Note

Hello, welcome to the SunFounder Raspberry Pi & Arduino & ESP32 Enthusiasts Community on Facebook! Dive deeper into Raspberry Pi, Arduino, and ESP32 with fellow enthusiasts.

Why Join?

Expert Support: Solve post-sale issues and technical challenges with help from our community and team.
Learn & Share: Exchange tips and tutorials to enhance your skills.
Exclusive Previews: Get early access to new product announcements and sneak peeks.
Special Discounts: Enjoy exclusive discounts on our newest products.
Festive Promotions and Giveaways: Take part in giveaways and holiday promotions.

👉 Ready to explore and create with us? Click [here] and join today!

3. Train Your Custom YOLO Model

Training your own YOLO model essentially involves letting the deep learning algorithm learn how to identify specific objects from the image data you provide. This process can be analogized to teaching a child to recognize something new: you show them numerous example images from different angles and environments, telling them “this is the target object.” After sufficient examples, they can accurately identify that object in new images.

For YOLO, the training process works like this:

Data Preparation: Collect images containing the target objects and annotate the position and category of each object
Model Learning: The algorithm automatically learns the feature patterns of objects by analyzing this annotated data
Weight Generation: After training completes, generate a model file (.pt file) containing the learned knowledge
Inference Application: Deploy this model to the Raspberry Pi for detection on new images

Thanks to transfer learning, we don’t need to train from scratch. The Ultralytics platform provides pre-trained base models (such as YOLOv8n) that have been trained on millions of images. We only need to “fine-tune” these models with a small number of our own images to create effective custom models.

Capturing Photos

Since our YOLO project is based on the Raspberry Pi, we’ll use the Raspberry Pi camera to capture photos. For better results, we also used mobile phones to capture some photos to increase data diversity.

Photo Capture Tips

Clarity: Capture objects as clearly as possible, avoiding blurriness
Diversity: Capture photos from different angles (front, side, overhead, etc.) and under different lighting conditions (bright light, low light, backlight, etc.)
Background Variation: Try to capture images against different backgrounds to help the model learn the essential features of objects rather than backgrounds
Avoid Overlap: You can capture multiple objects simultaneously, but avoid significant overlap between objects
Quantity Recommendation: Aim for at least 50-100 photos per category; more images yield better results

What Object Should You Use?

You can choose any object you’re interested in to train, such as: a doll, a cup, a chair, or even your pet.

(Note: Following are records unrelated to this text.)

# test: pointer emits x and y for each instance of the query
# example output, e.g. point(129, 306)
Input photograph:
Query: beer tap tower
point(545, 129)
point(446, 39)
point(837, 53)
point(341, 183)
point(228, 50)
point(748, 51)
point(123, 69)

This tutorial uses a snowman toy as an example; simply replace it with your own target object.

../_images/ultralytics_a1_capture_photo.png

Capturing Photos with the Raspberry Pi Camera

Here’s the code for capturing photos using the Raspberry Pi camera:

cd ~/ai-lab-kit/yolo
python3 yolo_capture_images.py

#!/usr/bin/env python3
"""
Simple camera capture script for Raspberry Pi
Press SPACE to capture, ESC to exit
Images saved to ./captured_images/
"""

from picamera2 import Picamera2
import cv2
import os
import time

# Create save directory
save_dir = "captured_images"
os.makedirs(save_dir, exist_ok=True)

# Initialize camera
picam2 = Picamera2()
picam2.preview_configuration.main.size = (640, 480)
picam2.preview_configuration.main.format = "RGB888"
picam2.configure("preview")
picam2.start()

# Wait for camera to warm up
time.sleep(1)

print("=== Camera Capture Tool ===")
print(f"Images will be saved to: {save_dir}")
print("Controls:")
print("  SPACE - Capture image")
print("  ESC   - Exit")
print("==========================")

count = 0

try:
   while True:
      # Capture frame
      frame = picam2.capture_array()

      # Display frame with instructions
      display = frame.copy()
      cv2.putText(display, f"Captured: {count} images", (10, 30),
                  cv2.FONT_HERSHEY_SIMPLEX, 0.6, (0, 255, 0), 2)
      cv2.putText(display, "Press SPACE to capture, ESC to exit", (10, 60),
                  cv2.FONT_HERSHEY_SIMPLEX, 0.5, (255, 255, 255), 1)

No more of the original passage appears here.